President Donald Trump Speaks at FII PRIORITY Summit – February 19, 2025 (Image: The White House.)

The Trump-imperiled world needs a strong voice for ethical behaviour that Canada could now supply. Canada could raise its voice on behalf of Gazans and against ethnic cleansing. It could voice support for Panama and the sanctity of international treaties. It could, echoing Pearson, show that the fate of the world’s poor mattered, and that human rights cannot just be discarded.  

Canada could affirm its support for the Paris Agreement on Climate Change, and for the reality of global warming and the requirement that the nations of the world continue to reduce CO2 transmissions, plus methane. It could reiterate its support for the World Health Organization, also under siege from Trump.

Given Trump and Elon Musk’s destruction of U. S. foreign assistance efforts, a newly vigorous Canada could help pick up some of the slack. It could articulate a desire to replace some of what Trump has discarded: food assistance in the developing world, especially Africa, technical training, democracy support, water improvements, HIV-AIDS drugs and much more. Canada may not have the financial resources available to the U.S., but it could take on some of the burden that the Trump administration is dropping.

 Destroyed Russian tanks and vehicles lining the main street in Bucha, Ukraine, following a brutal battle.
The main street of the town of Bucha, Kyiv region in April, 2022. (Photo by Ukrainian Armed Forces)

By so doing, Canada could add to its quiet reputation for soft power. Pearson would have liked that, for he raised Canada’s stature in the world by clearly articulating the need for integrity and clarity in dealings among nations. In a Trump-dominated world, with the U.S. shedding it reputable soft power and its reliability as an ally, Canada could gain credibility.

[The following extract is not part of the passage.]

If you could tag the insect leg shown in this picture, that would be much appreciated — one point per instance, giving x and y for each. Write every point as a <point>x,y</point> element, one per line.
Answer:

There are major differences between the U.S. and Canada with regard to immigrants. Under Trudeau and his predecessors, immigrants have been welcome — Trump says too welcome. But they have helped Canada to grow and prosper, just as they have in the U.S., whatever Trump chooses to believe. Pearson began Canada’s sensible approach to immigrants.

Admittedly, both countries have experienced a backlash, and both have stopped receiving immigrants and asylum-seekers with open arms. Both countries were born of immigration, however, and both would not be the strong, prosperous, places they are without the sweat and toil of generations of immigrants. Canada’s next prime minister needs to make a case for at least modest immigration and asylum receiving. Again, there is a moral imperative.

Haiti is case in point, too. Given what Trump has done to destroy its Kenyan police mission, Canada could easily show its moral and physical muscle by helping to finance the anti-gang effort and, in time, to restore governance in the Western Hemisphere’s poorest country. Haitians speak French, which the Kenyans, the Jamaicans, the Guatemalans and the Salvadorans of the small peacekeeping force do not. Canada has a mighty role to play in rescuing Haiti and in propelling it back toward peace.

 Ukrainian troops on armored vehicles flying the national flag during a military operation.
Anti-terrorist operation in eastern Ukraine (War Ukraine)2014 Wikimedia Commons

Can Canada step up its international pace? Under the right leadership and in the face of the U.S.’s turbulent agenda, there is hardly any reason why Canada could not assert itself much more on the world stage. Doing so would mean recalling much of the Pearsonian initiative, of course, and re-fashioning it for today’s very different era. There is no Cold War, but hostilities between the three big powers are palpable. And Canada has had abundant experience dealing with President Xi Jinping’s China and its territorial, trade and military aggression.

Canada needs to square its shoulders and think of itself as more than a mere middle power. It needs gently to set Trump aside and deftly to suggest that Canada is internationalist, not isolationist, and believes in compelling moral imperatives.